John Gruber of Daring Fireball pointed out the change in the new iPhone Software Developer Kit license for iPhone OS 4. This provision was added: "Applications must be originally written in Objective-C, C, C++, or JavaScript as executed by the iPhone OS WebKit engine, and only code written in C, C++, and Objective-C may compile and directly link against the Documented APIs (e.g., Applications that link to Documented APIs through an intermediary translation or compatibility layer or tool are prohibited)."

Apple didn't respond to a request for comment about the move, and Adobe only said, "We are aware of the new SDK language and are looking into it. We continue to develop our Packager for iPhone OS technology, which we plan to debut in Flash CS5."

But Gruber couldn't figure a way out of it for Adobe and sees implications for a range of programming tools, many of them designed to let programmers target different devices with the same project. Another one is Novell's MonoTouch, which lets programmer's using Microsoft's C# programming language and associated .Net technology write for the iPhone and iPad.

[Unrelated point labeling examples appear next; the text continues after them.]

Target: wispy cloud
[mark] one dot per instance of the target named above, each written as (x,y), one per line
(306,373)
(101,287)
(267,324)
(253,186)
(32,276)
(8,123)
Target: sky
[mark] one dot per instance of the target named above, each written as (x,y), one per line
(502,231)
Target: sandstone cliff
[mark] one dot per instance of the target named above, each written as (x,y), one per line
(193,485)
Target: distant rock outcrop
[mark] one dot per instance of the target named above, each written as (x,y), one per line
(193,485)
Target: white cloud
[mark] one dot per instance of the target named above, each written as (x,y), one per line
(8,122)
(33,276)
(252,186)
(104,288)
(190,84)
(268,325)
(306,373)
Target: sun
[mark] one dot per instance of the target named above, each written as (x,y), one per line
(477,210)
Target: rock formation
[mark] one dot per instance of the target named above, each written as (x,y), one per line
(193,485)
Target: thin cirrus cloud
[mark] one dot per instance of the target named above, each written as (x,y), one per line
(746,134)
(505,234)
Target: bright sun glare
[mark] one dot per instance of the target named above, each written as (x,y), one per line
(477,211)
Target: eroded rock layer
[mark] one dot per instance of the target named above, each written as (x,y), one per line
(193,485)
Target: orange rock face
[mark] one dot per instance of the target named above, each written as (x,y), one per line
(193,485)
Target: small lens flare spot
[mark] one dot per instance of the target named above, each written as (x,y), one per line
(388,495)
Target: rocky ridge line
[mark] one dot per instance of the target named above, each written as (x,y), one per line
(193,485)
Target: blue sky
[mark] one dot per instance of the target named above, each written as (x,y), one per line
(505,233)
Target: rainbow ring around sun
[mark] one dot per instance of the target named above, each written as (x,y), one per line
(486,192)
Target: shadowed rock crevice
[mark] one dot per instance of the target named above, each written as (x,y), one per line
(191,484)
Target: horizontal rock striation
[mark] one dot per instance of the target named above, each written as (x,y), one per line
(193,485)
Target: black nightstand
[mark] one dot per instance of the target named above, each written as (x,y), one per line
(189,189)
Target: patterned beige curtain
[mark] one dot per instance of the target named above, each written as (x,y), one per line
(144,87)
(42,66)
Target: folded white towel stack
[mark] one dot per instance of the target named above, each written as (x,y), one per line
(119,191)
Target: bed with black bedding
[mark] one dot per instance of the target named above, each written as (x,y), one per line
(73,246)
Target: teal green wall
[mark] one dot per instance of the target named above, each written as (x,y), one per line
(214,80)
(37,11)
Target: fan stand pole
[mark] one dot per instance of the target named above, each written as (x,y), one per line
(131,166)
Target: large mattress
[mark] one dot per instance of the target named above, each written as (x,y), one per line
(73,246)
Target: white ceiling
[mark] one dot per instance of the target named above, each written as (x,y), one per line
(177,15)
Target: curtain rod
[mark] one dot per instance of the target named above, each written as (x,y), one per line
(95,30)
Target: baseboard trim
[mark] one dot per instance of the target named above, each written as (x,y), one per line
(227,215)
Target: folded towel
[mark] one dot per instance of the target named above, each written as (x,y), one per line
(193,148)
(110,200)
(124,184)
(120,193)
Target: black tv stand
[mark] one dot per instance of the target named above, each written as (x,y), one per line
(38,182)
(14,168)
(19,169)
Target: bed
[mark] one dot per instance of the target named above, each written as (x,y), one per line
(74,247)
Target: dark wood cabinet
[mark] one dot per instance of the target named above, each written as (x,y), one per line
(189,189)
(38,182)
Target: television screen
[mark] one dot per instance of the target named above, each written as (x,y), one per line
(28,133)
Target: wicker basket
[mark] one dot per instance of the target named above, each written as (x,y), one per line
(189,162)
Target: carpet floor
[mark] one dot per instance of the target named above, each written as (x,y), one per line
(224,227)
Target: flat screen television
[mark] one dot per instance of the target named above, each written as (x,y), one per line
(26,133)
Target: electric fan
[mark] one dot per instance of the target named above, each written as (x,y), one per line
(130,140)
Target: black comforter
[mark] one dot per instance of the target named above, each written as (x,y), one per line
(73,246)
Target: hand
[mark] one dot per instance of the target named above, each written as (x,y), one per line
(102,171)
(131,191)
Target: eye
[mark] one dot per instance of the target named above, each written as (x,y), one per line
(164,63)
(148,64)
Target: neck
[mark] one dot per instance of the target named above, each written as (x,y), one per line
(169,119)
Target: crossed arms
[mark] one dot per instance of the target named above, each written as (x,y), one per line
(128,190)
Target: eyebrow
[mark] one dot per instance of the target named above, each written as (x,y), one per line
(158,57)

Regarding MonoTouch, Mono project leader Miguel de Icaza didn't sound as concerned. "MonoTouch already has an option to compile to C + XCode, just call mtouch --xcode program.exe," he said on Twitter.

Not all were reassured, though, given that the SDK says "originally written in Objective-C, C, C++, or JavaScript," not originally written in another language and moved to a permitted language as an intermediate step. "The agreement uses the word "original" when talking about the source code. It's a gray area and may not be enforceable," tweeted Phil Nash, a programmer who wrote a Risk-like strategy game for the iPhone called vConqr.

Another multi-device developer tool company that could be affected is Unity Technologies, but Chief Executive David Helgason made this statement: "We have no indication from Apple that things are going to change. We have a great relationship with Apple and will do everything we can to comply with Apple's TOS [terms of service] (also, these are 'beta TOS,' and these easily get changed) so that we can provide uninterrupted service to our more than 120,000 users."